Here we perform a forward pass to check whether the network works. The scatter plot shows the distribution of output wavefunctions \(\psi(s)\), in which the color represents the reference phase of the inputs.
s = qtx.utils.rand_states(64)
psi = jax.vmap(model)(s)
phase = jax.vmap(qtx.nn.neel120_phase)(s)
plt.scatter(psi.real, psi.imag, c=jnp.angle(phase), cmap="viridis", alpha=0.7)
plt.axis("equal")
plt.xlabel(r"Re $\psi$")
plt.ylabel(r"Im $\psi$")
plt.show()
Before training, the reference phase structure dominates the output.
Optimization#
We can train this model as we have done previous tutorials.
H = qtx.operator.Heisenberg()
E_exact = -80.6937689612426
state = qtx.state.Variational(model, max_parallel=32768)
sampler = qtx.sampler.SpinExchange(state, nsamples=1024)
optimizer = qtx.optimizer.SR(state, H)
energy = qtx.utils.DataTracer()
VarE = qtx.utils.DataTracer()
training_rate = 5e-3
for i in range(200):
samples = sampler.sweep()
step = optimizer.get_step(samples)
state.update(step * training_rate)
energy.append(optimizer.energy)
VarE.append(optimizer.VarE)
if i % 10 == 0:
clear_output()
energy.plot(batch=10, baseline=E_exact)
plt.show()
VarE.plot(batch=10)
plt.show()
state.save("/tmp/triangular.eqx")
Now we can symmetrize the wavefunction. The symmetry consists of a D6 group (including rotations and mirror flips) and local spin inverse. By default, the center of transformations like rotations is fixed at the center of the lattice. In this special case, however, we need to specify the center to be (0, 0) to ensure that the lattice transforms back to itself under rotation and periodic shifts.
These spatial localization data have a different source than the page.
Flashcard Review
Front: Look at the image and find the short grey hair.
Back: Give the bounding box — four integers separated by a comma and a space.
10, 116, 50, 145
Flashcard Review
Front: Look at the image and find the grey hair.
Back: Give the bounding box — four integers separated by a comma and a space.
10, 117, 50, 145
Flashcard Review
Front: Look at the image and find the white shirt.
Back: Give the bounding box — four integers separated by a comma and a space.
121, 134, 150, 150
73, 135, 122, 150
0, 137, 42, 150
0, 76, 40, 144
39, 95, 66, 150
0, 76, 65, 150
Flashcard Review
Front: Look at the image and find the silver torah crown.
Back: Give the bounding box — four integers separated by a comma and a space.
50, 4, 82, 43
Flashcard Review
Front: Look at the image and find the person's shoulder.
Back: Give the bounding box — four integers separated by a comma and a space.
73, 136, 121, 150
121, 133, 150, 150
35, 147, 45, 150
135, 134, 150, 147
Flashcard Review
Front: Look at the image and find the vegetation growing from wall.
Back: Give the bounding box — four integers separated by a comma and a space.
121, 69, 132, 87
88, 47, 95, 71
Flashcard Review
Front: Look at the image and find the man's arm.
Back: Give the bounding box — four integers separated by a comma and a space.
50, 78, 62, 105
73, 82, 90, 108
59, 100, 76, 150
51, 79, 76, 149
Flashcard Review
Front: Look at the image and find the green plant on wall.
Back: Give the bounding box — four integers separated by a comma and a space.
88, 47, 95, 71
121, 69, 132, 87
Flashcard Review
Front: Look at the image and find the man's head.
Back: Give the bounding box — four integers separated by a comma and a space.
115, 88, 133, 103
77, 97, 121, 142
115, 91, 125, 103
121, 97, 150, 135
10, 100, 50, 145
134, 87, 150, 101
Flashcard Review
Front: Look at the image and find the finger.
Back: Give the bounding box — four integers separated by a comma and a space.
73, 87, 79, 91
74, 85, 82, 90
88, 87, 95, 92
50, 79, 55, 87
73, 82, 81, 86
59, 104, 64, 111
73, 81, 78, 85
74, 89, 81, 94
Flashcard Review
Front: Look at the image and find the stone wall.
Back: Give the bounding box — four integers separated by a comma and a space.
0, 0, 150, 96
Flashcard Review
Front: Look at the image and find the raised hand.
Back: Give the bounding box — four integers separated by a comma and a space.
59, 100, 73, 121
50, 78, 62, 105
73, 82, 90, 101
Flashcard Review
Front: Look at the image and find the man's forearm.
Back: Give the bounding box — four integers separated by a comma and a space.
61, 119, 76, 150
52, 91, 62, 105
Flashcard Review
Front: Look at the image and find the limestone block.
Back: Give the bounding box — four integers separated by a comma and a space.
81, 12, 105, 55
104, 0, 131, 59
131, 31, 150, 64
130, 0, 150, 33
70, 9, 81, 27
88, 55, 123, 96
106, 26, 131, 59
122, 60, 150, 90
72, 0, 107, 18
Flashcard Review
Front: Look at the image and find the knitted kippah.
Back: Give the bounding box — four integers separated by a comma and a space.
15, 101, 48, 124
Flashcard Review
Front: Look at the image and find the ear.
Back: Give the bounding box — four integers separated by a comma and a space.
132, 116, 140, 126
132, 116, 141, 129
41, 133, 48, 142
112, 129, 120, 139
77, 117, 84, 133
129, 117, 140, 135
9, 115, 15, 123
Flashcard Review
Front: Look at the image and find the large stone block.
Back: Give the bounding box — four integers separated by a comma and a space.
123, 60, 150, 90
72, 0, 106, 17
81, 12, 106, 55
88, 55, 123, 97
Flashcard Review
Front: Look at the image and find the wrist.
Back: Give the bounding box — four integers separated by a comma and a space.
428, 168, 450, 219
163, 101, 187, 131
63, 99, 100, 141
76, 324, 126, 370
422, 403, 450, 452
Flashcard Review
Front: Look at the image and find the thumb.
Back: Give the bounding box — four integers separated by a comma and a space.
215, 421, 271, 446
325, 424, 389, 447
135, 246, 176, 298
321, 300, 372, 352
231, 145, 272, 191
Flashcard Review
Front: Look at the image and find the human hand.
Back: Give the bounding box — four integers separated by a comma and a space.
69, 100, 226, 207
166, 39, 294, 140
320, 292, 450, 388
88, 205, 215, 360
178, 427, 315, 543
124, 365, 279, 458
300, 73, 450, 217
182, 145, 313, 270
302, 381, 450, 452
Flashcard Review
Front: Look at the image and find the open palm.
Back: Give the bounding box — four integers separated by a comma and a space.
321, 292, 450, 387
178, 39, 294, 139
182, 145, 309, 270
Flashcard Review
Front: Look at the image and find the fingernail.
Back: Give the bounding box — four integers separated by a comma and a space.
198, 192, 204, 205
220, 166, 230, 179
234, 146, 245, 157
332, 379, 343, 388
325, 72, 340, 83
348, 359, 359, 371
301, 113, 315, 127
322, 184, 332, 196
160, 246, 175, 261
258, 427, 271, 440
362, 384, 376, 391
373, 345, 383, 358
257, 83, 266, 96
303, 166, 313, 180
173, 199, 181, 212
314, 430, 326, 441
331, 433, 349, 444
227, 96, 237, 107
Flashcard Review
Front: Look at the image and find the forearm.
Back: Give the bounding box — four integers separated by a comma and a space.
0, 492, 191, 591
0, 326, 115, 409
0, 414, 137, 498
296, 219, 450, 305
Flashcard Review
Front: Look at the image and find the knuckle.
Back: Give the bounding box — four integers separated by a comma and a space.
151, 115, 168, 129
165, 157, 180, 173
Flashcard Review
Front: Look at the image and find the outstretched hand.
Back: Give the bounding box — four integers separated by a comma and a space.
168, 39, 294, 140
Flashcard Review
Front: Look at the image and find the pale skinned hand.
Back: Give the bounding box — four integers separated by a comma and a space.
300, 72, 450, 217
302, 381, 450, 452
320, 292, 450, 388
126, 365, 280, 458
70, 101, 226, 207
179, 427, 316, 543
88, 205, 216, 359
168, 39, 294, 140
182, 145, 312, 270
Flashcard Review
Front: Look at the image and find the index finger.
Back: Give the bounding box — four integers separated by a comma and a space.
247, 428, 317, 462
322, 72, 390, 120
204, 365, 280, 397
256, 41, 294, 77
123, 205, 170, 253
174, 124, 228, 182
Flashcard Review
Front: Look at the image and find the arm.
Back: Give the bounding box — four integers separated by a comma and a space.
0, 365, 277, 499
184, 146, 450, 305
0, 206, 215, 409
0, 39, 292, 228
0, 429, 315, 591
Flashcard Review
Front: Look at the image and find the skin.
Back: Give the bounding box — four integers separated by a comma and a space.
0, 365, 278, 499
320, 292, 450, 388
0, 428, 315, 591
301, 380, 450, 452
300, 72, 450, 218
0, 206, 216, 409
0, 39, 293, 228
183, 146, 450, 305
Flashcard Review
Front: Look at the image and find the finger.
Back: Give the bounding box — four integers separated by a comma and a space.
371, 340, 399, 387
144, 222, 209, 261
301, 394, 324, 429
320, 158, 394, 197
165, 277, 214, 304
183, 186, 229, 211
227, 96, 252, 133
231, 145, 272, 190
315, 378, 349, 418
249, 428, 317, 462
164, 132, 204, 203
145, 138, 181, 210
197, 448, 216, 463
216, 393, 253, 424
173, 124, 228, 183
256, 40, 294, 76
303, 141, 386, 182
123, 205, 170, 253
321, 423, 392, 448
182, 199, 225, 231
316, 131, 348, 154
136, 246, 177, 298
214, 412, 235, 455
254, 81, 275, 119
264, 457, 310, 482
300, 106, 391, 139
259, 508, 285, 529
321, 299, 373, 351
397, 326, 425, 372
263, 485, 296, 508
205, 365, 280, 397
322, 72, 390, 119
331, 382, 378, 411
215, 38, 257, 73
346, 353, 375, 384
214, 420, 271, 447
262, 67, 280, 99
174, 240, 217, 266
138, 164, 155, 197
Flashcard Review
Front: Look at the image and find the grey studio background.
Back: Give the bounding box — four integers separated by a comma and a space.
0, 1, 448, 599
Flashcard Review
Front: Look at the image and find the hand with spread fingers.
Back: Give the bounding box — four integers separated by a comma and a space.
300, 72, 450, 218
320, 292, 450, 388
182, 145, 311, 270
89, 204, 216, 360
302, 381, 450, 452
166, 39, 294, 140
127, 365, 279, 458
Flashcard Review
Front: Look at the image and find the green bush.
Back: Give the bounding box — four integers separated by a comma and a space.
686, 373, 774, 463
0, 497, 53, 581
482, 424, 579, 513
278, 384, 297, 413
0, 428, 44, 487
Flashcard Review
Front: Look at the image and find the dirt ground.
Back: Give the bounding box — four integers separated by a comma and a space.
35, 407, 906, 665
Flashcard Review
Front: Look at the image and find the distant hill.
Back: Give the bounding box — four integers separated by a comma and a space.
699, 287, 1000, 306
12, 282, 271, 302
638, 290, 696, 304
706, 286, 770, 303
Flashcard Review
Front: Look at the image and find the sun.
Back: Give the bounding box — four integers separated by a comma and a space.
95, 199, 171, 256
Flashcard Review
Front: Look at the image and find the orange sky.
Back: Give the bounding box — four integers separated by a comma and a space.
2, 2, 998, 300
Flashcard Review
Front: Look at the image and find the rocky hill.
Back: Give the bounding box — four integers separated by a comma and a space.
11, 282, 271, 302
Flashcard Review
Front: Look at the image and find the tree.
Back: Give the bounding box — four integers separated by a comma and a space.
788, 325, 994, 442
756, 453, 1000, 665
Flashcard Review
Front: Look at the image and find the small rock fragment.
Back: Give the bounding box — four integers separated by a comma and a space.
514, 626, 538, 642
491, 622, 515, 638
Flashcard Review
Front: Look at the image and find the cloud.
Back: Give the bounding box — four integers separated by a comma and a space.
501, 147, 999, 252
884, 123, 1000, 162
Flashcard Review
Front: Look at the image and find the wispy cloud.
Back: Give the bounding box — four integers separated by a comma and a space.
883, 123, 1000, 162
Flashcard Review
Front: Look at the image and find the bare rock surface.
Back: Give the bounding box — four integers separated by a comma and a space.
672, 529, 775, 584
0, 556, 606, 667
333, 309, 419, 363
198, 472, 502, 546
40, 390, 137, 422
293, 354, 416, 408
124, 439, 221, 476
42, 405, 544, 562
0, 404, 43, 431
from quantax.symmetry import D6, SpinInverse
symm = D6(center=(0, 0)) @ SpinInverse()
Then we can keep training the symmetrized state.
symm_state = qtx.state.Variational(
model, "/tmp/triangular.eqx", symm, max_parallel=2048
)
sampler = qtx.sampler.SpinExchange(symm_state, nsamples=1024)
optimizer = qtx.optimizer.SR(symm_state, H)
energy = qtx.utils.DataTracer()
VarE = qtx.utils.DataTracer()
training_rate = 5e-3
for i in range(100):
samples = sampler.sweep()
step = optimizer.get_step(samples)
symm_state.update(step * training_rate)
energy.append(optimizer.energy)
VarE.append(optimizer.VarE)
if i % 10 == 0:
clear_output()
energy.plot(batch=10, baseline=E_exact)
plt.show()
VarE.plot(batch=10)
plt.show()
symm_state.save("/tmp/triangular.eqx")
Let’s check how the phase structure changes after optimization.
s = qtx.utils.rand_states(64)
psi = symm_state(s)
phase = jax.vmap(qtx.nn.neel120_phase)(s)
plt.scatter(psi.real, psi.imag, c=jnp.angle(phase), cmap="viridis", alpha=0.7)
plt.axis("equal")
plt.xlabel(r"Re $\psi$")
plt.ylabel(r"Im $\psi$")
plt.show()
There are two interesting phenomena in this plot.
The wavefunctions lie on the same line in the complex plane, so they become nearly real after multiplying a constant phase. This is because the ground state wavefunctions should be real in this system.
The new sign structure after optimization is quite different from the initial reference phase we show above.
These results prove that neural quantum states can approximate the true ground state even if the initialization is far from the target state.